Search for documents which does not contains nested items with some condition

Hello there ! :slight_smile:

I cannot found a way to retrieve documents which do not have a nested item corresponding to some condition. Let me explain this :
I've got an index which contain employees. All employees got this nested property :

        'hours_by_week' => [
            'type' => 'nested',
            'properties' => [
                'week' => [
                    'type' => 'integer'
                ],
                'available_hours' => [
                    'type' => 'integer'
                ]
            ]
        ],

This property let us know how many hours by week the employee is available, example value for this property:

 "hours_by_week": [
        {
            "week": 202034,
            "available_hours": 12
        } ,
       {
           "week": 202035,
           "available_hours": 8
        }
]

Note: week field is format as year + week number.
Now, let's said we want to retrieve employees which are available at least 10 hours on week 202034, I use this must condition :

[
    'nested' => [
        'path' => 'hours_by_week',
        'query' => [
            'bool' => [
                'must' => [
                    [
                        'term' => [
                            'hours_by_week.week' => 202034
                        ]
                    ],
                    [
                        'range' => [
                            'hours_by_week.available_hours' => [
                                'gte' => 10
                            ]
                        ]
                    ]
                ]
            ]
        ]
    ]
]

And it works... :slight_smile: almost ! :frowning:
Currently, it does not retrieve the documents for which I don't have a value for this week.
If I search for employee with at least 10 hours available on week 202036, I will not retrieve employees which do not have a nested item {"week" :202036, "available_hours": X} in theirs "hours_by_week" property.

How to do this ?

I already try something like this using a should :

[
    'nested' => [
        'path' => 'hours_by_week',
        'query' => [
            'bool' => [
                'should' => [
                    [
                        'bool' => [
                            'must' => [
                                [
                                    'term' => [
                                        'hours_by_week.week' => 202036
                                    ]
                                ],
                                [
                                    'range' => [
                                        'hours_by_week.available_hours' => [
                                            'gte' => 10
                                        ]
                                    ]
                                ]
                            ]
                        ]
                    ],
                    [
                        'bool' => [
                            'must_not' => [
                                'term' => [
                                    'hours_by_week.week' => 202036
                                ]
                            ]
                        ]
                    ]
                ]
            ]
        ]
    ]
]

But this condition is wrong, now I even get the documents which does not match the greater than 10 available hours condition. My guess is than this condition retrieve all the documents which has at least one hours_by_week item with a value different than 202036.

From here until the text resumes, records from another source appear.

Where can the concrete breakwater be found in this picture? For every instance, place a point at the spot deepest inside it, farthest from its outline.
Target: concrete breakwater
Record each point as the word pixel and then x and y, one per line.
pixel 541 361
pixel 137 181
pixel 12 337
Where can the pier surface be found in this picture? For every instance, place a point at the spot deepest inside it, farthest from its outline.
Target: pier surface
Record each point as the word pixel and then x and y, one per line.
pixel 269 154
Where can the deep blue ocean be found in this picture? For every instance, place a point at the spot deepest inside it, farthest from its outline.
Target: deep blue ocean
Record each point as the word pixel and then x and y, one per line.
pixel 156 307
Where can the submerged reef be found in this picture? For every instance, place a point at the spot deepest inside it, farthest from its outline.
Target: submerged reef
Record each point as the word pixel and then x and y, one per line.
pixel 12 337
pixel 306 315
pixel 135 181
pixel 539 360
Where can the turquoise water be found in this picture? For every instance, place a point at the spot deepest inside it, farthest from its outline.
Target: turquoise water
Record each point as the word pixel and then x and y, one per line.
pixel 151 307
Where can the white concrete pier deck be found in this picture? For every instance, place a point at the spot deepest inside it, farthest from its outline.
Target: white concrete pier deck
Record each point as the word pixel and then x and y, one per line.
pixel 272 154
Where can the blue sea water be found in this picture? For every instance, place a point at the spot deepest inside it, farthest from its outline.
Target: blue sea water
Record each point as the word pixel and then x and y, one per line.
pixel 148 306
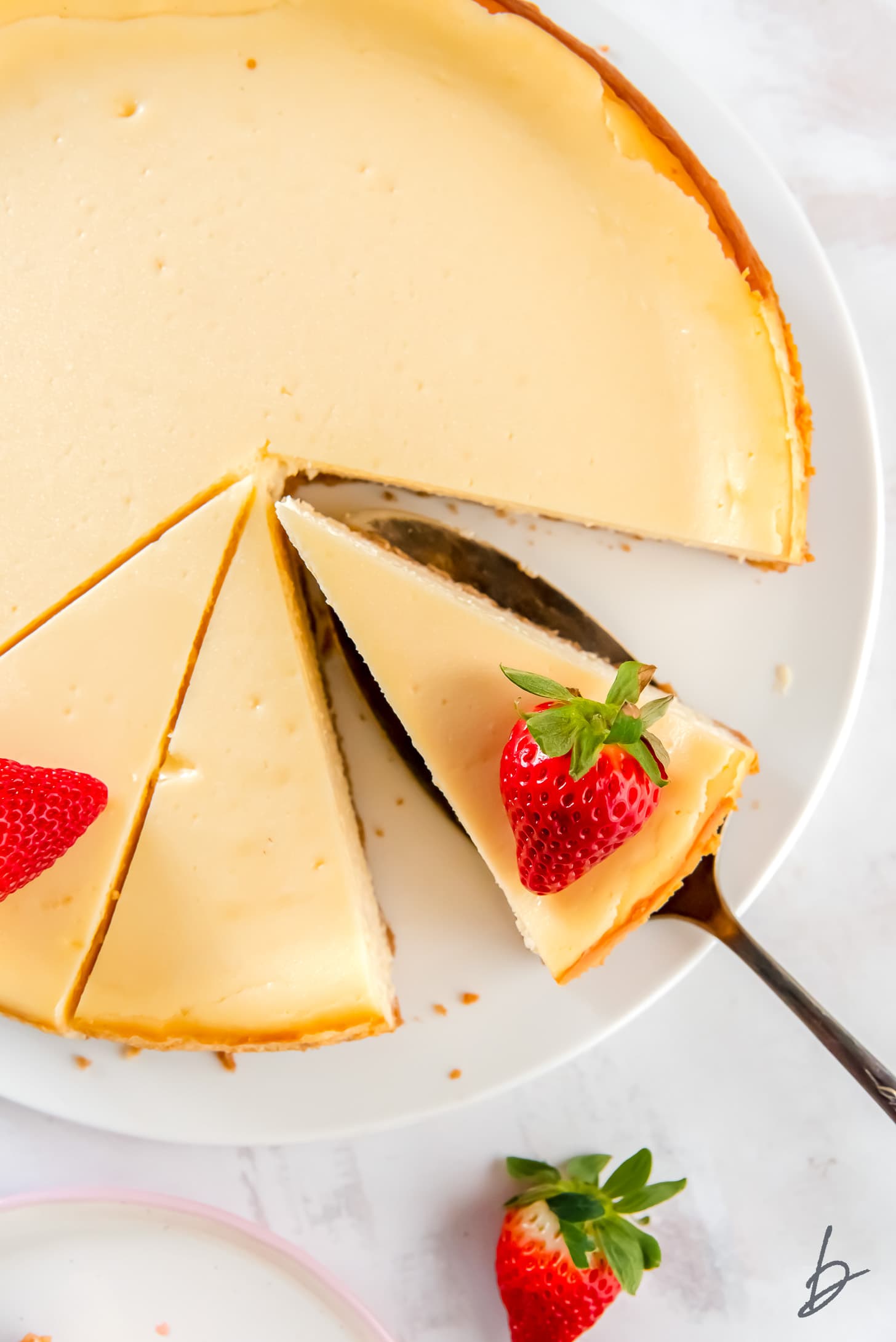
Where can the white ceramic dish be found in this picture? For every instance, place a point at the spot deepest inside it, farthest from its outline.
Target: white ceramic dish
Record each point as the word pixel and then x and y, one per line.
pixel 715 628
pixel 102 1266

Did someone got another suggestions because I stuck on this for almost a fullday ?
Thanx!

Still searching on this :confused:

An another way to expose the problem as a SQL request:

SELECT * FROM employees AS e
LEFT JOIN employees_hours_by_week AS hbw ON hbw.employee_id = e.id AND hbw.week = "202036"
WHERE hbw.available_hours > 10 OR hbw.week IS NULL

Just found a "solution" even if it's seem dirty ! :slight_smile:

Rather than indexing my property value like this :

"hours_by_week": [
    {
        "week": 202034,
        "available_hours": 12
    },
    {
        "week": 202035,
        "available_hours": 8
    }
]

I use an associative array for this nested property :

 "hours_by_week": {
    "200234" : {
        "week": 202034,
        "available_hours": 12
    } ,
   "200235" : {
       "week": 202035,
       "available_hours": 8
    }
}

Which allow me to use the exists filter on it :

{
    "nested": {
        "path": "hours_by_week",
        "ignore_unmapped": true,
        "query": {
            "bool": {
                "should": [
                    {
                        "bool": {
                            "must": {
                                "range": {
                                    "hours_by_week.202034.available_hours": {
                                        "gte": 10
                                    }
                                }
                            }
                        }
                    },
                    {
                        "bool": {
                            "must_not": {
                                "exists": {
                                    "field": "hours_by_week.202034.available_hours"
                                }
                            }
                        }
                    }
                }
            }
        }
    }
}

Then it works ! :slight_smile:
But like I said, it's dirty, using this solution, I cannot declare a proper mapping for this property. Then ES guess for me the types of the subfields. It's not the problem at the moment so I think I will go with that !

This topic was automatically closed 28 days after the last reply. New replies are no longer allowed.